WORLD OF WEATHER (CBS46) -- The Atlantic Hurricane season runs from June 1st through November 30th. These dates are when the ocean temperatures are warm enough to support Tropical systems to develop.
In order to have a tropical system, the ocean needs to be at least 80 degrees at the top 50 meters of the ocean. Because of this, only 12% of tropical systems form in June and July – the water just isn’t warm enough. The peak of the Atlantic hurricane season is September when the ocean waters are much warmer.
For a tropical system to develop, you need warm moist air for fuel and you need winds blowing over the warm ocean air. In the Atlantic, the winds blow westward across the Atlantic from Africa. At the beginning stages, a tropical system becomes a Tropical Depression when it has winds of 25-38mph.
It then becomes a tropical storm when it has winds of more than 39mph. This is also when it officially gets a name. It then becomes a hurricane when it has winds of more than 74 miles an hour. Once a system is a hurricane, it is given a category.

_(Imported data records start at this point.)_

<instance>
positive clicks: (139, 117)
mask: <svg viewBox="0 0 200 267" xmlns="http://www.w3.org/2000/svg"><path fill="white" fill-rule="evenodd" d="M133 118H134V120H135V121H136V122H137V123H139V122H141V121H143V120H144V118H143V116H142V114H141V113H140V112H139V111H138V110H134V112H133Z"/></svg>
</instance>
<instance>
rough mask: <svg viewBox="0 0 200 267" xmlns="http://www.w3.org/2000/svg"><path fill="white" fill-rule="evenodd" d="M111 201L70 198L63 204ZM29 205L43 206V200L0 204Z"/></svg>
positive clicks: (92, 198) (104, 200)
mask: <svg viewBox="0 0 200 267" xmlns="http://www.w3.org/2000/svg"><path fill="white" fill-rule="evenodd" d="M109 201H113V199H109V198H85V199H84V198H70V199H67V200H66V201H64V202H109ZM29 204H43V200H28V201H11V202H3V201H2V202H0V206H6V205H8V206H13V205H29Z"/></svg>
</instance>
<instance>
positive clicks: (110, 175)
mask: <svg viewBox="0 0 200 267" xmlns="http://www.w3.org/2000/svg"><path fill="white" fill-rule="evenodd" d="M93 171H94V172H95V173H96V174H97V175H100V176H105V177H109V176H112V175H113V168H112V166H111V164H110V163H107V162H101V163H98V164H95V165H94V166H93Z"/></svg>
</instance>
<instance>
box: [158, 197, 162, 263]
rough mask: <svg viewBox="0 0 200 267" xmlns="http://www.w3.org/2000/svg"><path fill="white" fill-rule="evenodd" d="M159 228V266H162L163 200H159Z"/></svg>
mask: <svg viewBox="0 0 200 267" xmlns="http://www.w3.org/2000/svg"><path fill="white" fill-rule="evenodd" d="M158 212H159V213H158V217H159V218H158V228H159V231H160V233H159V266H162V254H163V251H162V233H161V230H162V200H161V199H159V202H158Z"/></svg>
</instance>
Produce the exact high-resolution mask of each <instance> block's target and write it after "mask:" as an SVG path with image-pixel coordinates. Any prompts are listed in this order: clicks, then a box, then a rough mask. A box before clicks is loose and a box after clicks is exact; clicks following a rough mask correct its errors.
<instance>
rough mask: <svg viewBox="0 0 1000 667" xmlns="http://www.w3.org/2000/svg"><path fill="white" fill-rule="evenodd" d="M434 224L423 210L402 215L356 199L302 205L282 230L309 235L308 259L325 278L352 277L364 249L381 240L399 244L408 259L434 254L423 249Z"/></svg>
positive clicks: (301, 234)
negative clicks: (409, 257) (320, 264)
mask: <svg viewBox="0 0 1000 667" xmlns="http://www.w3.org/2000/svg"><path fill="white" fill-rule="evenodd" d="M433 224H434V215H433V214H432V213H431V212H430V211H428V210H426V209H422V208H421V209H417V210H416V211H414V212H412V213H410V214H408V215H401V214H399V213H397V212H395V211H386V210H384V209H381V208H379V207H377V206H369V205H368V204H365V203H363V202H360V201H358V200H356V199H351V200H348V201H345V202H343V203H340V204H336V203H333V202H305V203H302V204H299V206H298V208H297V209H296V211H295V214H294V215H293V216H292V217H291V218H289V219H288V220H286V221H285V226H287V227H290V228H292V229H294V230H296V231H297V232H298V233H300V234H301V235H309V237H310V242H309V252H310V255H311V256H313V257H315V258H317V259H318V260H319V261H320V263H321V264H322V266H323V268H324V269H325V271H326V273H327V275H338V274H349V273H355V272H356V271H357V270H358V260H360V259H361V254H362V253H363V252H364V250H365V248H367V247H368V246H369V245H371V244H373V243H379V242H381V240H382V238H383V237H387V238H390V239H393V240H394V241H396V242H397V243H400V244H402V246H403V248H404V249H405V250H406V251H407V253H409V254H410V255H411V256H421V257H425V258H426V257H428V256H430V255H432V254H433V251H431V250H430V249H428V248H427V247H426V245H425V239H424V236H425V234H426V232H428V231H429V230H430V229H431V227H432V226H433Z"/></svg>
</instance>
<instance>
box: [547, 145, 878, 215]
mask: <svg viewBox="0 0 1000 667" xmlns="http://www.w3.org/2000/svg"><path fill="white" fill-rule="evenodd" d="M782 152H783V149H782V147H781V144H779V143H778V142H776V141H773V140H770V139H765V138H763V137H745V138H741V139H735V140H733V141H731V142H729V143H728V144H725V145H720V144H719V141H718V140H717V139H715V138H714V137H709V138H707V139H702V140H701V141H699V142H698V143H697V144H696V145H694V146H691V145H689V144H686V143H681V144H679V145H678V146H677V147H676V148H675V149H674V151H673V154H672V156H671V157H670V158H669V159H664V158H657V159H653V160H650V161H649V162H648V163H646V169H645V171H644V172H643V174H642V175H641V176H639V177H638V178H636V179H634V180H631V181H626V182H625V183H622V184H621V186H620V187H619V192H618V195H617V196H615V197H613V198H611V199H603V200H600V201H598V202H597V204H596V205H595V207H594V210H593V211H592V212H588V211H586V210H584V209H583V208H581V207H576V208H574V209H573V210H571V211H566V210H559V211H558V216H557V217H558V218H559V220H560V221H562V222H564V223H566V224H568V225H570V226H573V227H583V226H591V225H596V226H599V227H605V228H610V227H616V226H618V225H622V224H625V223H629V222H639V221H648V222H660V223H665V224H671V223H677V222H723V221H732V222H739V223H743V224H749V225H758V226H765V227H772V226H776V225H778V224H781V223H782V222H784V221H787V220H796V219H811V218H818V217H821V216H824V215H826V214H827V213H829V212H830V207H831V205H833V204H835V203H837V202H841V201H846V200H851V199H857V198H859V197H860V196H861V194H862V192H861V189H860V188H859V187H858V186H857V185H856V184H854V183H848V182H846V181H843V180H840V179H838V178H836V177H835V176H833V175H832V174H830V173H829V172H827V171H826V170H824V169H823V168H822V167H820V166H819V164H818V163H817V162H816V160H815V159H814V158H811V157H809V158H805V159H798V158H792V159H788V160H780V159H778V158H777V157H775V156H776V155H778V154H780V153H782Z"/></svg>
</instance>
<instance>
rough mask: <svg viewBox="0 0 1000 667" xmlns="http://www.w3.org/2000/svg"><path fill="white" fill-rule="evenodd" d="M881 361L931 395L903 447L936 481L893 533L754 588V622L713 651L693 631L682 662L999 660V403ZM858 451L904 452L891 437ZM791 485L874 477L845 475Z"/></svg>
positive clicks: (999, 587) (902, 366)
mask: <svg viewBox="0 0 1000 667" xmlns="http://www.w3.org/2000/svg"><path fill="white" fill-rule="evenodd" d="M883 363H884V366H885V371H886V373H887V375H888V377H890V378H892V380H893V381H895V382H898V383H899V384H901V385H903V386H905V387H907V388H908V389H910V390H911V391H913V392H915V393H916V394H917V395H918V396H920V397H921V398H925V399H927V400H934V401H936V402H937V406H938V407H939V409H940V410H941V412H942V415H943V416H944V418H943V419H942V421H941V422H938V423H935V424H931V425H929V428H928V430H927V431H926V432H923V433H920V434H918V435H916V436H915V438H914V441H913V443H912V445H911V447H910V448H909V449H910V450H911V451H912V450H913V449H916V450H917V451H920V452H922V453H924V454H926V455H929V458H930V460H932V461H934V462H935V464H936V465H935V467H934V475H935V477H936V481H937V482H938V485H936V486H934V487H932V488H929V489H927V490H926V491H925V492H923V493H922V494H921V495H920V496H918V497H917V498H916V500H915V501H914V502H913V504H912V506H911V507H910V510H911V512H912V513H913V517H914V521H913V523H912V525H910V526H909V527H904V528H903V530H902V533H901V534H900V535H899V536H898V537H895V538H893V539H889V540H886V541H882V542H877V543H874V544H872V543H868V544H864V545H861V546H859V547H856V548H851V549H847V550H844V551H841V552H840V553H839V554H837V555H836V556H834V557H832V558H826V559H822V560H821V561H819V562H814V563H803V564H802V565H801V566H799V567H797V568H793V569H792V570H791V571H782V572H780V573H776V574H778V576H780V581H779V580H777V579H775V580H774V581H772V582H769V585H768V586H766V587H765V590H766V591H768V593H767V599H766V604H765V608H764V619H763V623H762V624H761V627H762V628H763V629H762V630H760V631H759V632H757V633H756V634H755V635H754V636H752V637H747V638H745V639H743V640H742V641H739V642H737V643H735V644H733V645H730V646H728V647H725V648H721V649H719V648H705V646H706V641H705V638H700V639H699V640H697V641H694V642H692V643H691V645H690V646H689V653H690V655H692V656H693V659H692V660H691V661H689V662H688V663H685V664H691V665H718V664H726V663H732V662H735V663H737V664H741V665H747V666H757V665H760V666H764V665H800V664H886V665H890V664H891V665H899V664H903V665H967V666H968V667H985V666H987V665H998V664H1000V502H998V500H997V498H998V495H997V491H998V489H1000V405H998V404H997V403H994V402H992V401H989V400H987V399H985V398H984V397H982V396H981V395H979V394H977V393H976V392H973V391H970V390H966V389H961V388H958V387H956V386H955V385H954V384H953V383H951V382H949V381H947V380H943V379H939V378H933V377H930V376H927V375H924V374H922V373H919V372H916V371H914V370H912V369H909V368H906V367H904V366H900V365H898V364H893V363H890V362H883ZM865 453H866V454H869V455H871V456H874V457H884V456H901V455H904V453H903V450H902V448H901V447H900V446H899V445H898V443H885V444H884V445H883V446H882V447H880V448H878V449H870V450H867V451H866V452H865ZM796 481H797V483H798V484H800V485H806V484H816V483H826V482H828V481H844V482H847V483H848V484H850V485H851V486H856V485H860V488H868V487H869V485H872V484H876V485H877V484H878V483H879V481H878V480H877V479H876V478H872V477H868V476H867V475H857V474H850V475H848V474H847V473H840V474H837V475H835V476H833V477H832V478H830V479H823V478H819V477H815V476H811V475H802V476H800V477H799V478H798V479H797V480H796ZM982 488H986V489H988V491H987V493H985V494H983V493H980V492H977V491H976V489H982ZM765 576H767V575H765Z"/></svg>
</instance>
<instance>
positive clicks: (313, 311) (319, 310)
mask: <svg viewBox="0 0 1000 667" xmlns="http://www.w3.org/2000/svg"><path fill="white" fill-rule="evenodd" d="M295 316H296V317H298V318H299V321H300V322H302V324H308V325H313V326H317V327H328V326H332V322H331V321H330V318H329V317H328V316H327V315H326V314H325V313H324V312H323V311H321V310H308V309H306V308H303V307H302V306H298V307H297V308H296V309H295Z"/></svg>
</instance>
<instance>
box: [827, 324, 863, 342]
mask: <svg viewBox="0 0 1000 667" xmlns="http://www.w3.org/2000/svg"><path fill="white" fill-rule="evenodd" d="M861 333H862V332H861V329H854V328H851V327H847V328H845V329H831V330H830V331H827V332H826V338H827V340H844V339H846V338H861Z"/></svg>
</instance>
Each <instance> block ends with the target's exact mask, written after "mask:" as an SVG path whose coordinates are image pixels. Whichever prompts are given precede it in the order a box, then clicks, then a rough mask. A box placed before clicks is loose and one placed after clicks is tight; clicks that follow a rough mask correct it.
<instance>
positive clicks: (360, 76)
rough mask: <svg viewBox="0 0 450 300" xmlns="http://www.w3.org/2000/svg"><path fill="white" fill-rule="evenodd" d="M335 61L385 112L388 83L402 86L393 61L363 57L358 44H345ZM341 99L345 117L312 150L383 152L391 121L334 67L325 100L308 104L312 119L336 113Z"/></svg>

The category given is based on the wind speeds and can fluctuate as the hurricane weakens or intensifies. The most destructive hurricanes are those with a category 3, 4, or 5. Those are classified as major hurricanes.
Tropical systems weaken as soon as they move over land because they are no longer being fed bye the warm ocean waters. Hurricanes, Typhoons, and Cyclones are all tropical system. They are just given different names depending on where in the world they occur.